Jenkins & Enterprise CI/CD

Agents & Distributed Builds

18 min Lesson 5 of 28

Agents & Distributed Builds

The Jenkins controller (formerly "master") is the brain of your CI platform — it schedules jobs, manages state, and serves the UI. It should never execute build workloads. Every real build runs on an agent (formerly "slave"), a process that the controller connects to via the Remoting protocol over TCP or WebSocket, giving you safe isolation, horizontal scalability, and the ability to match build environments to job requirements.

Static Agents

A static agent is a persistent machine (VM, bare-metal server, or long-running container) registered in Jenkins under Manage Jenkins → Nodes. The controller SSHes into it (or the agent dials back with agent.jar) and keeps a permanent JNLP/TCP connection open.
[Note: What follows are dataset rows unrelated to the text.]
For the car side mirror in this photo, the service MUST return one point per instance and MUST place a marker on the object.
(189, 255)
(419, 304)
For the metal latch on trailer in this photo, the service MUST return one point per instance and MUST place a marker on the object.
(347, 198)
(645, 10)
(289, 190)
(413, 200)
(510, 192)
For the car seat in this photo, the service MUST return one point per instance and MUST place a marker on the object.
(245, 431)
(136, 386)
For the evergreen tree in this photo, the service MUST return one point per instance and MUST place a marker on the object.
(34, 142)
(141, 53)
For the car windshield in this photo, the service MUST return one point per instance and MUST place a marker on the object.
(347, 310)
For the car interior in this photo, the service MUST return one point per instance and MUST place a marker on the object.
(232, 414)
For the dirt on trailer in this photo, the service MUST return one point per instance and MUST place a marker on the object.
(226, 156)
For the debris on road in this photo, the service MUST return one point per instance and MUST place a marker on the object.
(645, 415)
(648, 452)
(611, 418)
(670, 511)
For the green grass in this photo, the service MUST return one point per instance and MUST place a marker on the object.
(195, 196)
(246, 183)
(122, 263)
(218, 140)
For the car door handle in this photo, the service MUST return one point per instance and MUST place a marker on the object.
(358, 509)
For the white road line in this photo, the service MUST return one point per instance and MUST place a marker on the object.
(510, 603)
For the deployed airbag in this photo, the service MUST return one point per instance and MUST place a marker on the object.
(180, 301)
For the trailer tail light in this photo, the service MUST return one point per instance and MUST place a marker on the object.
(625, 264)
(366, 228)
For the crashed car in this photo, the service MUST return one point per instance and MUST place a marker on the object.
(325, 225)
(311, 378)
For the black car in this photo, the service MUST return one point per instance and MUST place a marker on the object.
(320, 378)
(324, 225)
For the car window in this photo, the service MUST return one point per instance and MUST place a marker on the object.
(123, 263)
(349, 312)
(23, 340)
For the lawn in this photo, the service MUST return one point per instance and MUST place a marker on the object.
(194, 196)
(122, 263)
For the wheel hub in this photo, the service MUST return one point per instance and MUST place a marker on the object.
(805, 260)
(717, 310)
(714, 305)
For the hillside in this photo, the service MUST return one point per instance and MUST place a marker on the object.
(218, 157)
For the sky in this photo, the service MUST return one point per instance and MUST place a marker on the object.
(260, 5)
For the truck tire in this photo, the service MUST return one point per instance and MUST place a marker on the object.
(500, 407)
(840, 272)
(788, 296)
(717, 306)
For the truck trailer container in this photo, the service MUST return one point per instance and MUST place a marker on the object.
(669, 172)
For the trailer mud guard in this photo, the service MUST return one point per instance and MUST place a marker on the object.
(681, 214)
Each static node is configured with:

Labels — space-separated tags (linux, docker, gpu-builder, windows). A pipeline's agent { label 'linux && docker' } expression selects matching nodes.
Executors — how many concurrent builds the node accepts (usually 1–2× CPU count).
Root directory — workspace root; use a fast local SSD, not NFS.
Availability — keep-online vs. on-demand (wake on job, disconnect after idle).

Static agents are simple but operationally expensive. You own patching, capacity planning, and cleanup. Reserve them for builds that genuinely need persistent state — e.g., a macOS node for iOS code-signing, or a Windows node for .NET Framework projects.

Launch via SSH (the recommended method): Jenkins opens an SSH connection to the agent host and runs java -jar agent.jar. Ensure the controller's SSH private key is stored in Jenkins Credentials and the agent host is reachable on port 22.

Dynamic Agents

Dynamic agents are provisioned on-demand and destroyed after the build completes. The two dominant back-ends are:

Kubernetes Plugin — spins up a Pod per build, runs the build inside a container, tears it down. This is the standard model for cloud-native Jenkins.
EC2 Plugin / Azure VM Agents / Google Compute Plugin — provisions a cloud VM, runs the build, terminates the instance. Useful when you need full OS-level isolation or heavyweight tools.
Docker Plugin — starts a container on a Docker daemon host per build. Simpler than Kubernetes but ties you to a single Docker host.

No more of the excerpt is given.